During the 17th and 18th centuries, the island was a supply point for pirates and corsairs operating in the Caribbean. There was no significant permanent population until the 19th century, when fishing families and sisal collectors began to settle permanently. Modern tourism development began in the 1970s, decades after the major hotel project of Cancún, and on a much smaller scale. That difference in scale and chronology explains why the island has the character it has today: more village than resort, more local rhythm than mass hotel industry.
The remains of the Ixchel temple can be visited at Punta Sur. They are fragments of walls and foundations, not an intact pyramid, but the location on the cliff overlooking the open Caribbean gives context to why this point of the island was sacred to the Maya: the sun rises directly from the water to the east, and the position is the highest and most exposed on the entire island.
Swimming in the open Caribbean: Manchones reef
About 20 minutes by motorboat from the main pier of Isla Mujeres is Manchones reef, the largest coral reef that can be easily visited from the island. It has between 8 and 11 meters of depth in the most common snorkel and diving sections, with a variety of live coral, tropical fish, rays and sea turtles that pass through the area regularly. It is the natural complement to a visit to MUSA because both form part of the same reef system.
Tours from the island generally combine MUSA with Manchones in a 3 to 4-hour excursion that includes equipment, guide and boat transport. For someone who has never snorkeled on a coral reef, Manchones is one of the best places to start: the water is warm, visibility is usually high and the depth is not intimidating. For certified divers, there are several operators on the island with guided dives and full rental equipment.
A note on responsible tourism at the reef
Isla Mujeres and the waters around it are part of the Mesoamerican Barrier Reef system, the second largest coral reef in the world. The reef faces significant pressure from water temperature increases, agricultural runoff from the mainland and ocean acidification. Chemical sunscreens, particularly those containing oxybenzone and octinoxate, are documented to cause coral bleaching at very low concentrations. Quintana Roo has banned them in protected natural areas, including the waters around Isla Mujeres.
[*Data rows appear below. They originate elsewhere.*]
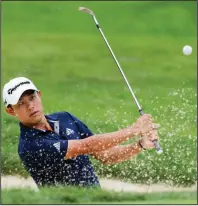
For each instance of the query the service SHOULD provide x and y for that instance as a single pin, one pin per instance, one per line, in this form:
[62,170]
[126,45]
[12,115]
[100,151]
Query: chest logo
[69,131]
[57,146]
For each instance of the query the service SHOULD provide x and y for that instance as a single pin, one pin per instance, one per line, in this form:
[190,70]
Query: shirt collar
[29,132]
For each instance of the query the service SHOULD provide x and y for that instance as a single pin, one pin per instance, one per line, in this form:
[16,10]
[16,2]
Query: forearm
[102,142]
[119,153]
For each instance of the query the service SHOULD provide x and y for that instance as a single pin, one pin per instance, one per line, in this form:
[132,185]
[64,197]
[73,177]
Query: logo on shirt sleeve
[57,146]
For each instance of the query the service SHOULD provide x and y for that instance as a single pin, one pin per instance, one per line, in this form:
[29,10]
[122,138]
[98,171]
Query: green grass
[61,50]
[94,196]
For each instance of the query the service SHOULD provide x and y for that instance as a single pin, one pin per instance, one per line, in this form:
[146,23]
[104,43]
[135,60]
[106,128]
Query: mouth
[34,113]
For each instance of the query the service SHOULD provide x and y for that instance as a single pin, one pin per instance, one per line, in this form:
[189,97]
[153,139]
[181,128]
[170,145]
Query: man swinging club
[55,148]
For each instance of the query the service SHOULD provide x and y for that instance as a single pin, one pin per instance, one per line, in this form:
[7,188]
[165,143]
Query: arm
[118,154]
[100,142]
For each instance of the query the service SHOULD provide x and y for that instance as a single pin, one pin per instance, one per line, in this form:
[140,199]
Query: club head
[86,10]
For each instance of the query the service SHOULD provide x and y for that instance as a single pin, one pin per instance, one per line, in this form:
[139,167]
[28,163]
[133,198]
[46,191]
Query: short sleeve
[84,130]
[50,149]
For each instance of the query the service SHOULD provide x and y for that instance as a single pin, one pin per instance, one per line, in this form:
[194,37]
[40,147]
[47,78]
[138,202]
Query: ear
[10,111]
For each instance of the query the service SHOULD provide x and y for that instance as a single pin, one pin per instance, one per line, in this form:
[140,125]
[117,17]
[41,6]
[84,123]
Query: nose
[30,106]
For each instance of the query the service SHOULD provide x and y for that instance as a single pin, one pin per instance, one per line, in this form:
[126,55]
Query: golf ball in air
[187,50]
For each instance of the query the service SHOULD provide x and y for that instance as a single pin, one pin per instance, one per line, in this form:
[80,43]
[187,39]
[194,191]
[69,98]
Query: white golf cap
[13,89]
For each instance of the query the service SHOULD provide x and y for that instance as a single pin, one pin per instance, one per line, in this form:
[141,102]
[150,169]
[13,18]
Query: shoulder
[58,115]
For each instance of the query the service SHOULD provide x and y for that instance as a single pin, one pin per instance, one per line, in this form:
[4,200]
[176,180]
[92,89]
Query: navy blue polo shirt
[42,153]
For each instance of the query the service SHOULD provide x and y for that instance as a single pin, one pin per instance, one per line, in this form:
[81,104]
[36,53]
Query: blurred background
[63,53]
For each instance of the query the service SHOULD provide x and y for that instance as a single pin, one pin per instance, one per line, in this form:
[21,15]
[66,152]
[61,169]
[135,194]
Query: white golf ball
[187,50]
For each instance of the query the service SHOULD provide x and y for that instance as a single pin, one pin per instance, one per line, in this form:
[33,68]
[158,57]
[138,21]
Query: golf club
[83,9]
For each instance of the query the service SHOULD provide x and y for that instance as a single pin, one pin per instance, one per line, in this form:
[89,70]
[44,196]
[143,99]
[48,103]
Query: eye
[32,97]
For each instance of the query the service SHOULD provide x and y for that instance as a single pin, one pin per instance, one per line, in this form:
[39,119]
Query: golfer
[55,148]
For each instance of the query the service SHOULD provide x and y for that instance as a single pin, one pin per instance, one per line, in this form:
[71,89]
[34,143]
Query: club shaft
[155,142]
[134,97]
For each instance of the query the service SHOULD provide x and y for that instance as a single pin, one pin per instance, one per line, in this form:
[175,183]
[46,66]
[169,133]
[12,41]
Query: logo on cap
[16,86]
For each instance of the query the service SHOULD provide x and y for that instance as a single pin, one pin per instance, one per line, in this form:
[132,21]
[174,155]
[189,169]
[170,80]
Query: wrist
[135,130]
[140,145]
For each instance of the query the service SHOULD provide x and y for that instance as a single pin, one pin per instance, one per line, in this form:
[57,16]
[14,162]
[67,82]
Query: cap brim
[20,91]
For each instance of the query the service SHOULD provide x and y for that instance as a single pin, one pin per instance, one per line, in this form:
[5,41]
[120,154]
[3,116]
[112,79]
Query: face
[29,109]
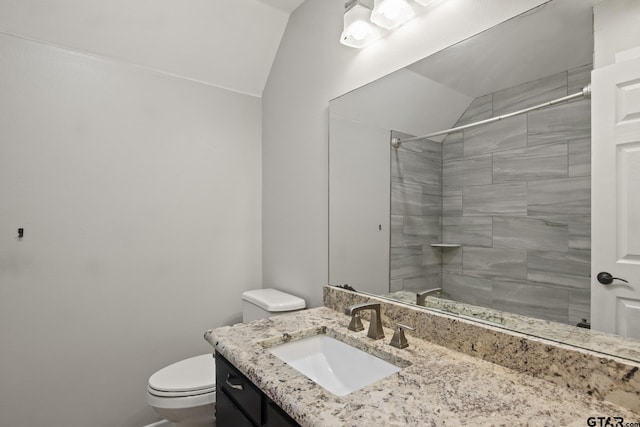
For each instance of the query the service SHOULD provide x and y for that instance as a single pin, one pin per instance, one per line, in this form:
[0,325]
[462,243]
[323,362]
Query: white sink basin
[336,366]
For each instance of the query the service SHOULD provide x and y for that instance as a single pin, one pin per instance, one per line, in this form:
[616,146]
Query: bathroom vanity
[434,385]
[241,404]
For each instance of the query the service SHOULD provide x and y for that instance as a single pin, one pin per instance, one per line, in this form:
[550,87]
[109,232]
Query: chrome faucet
[375,324]
[399,340]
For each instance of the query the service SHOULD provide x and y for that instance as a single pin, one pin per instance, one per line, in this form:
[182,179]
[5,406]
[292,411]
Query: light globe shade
[390,14]
[358,31]
[427,2]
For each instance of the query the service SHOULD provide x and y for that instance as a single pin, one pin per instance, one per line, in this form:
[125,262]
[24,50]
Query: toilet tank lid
[273,300]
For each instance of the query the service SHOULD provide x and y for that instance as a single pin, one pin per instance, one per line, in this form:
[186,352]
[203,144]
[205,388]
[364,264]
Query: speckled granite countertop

Biodegradable sunscreen is not just recommended: it is legally required in the water. Most dive shops and tour operators on the island sell it and also provide reef-safe rash guards. Beyond sunscreen, the basic reef rules apply: no touching corals, no standing on the reef, no feeding fish, no removing marine life in any form. These are not bureaucratic rules. The health of the reef is directly tied to the quality of the water experience that makes Isla Mujeres worth visiting.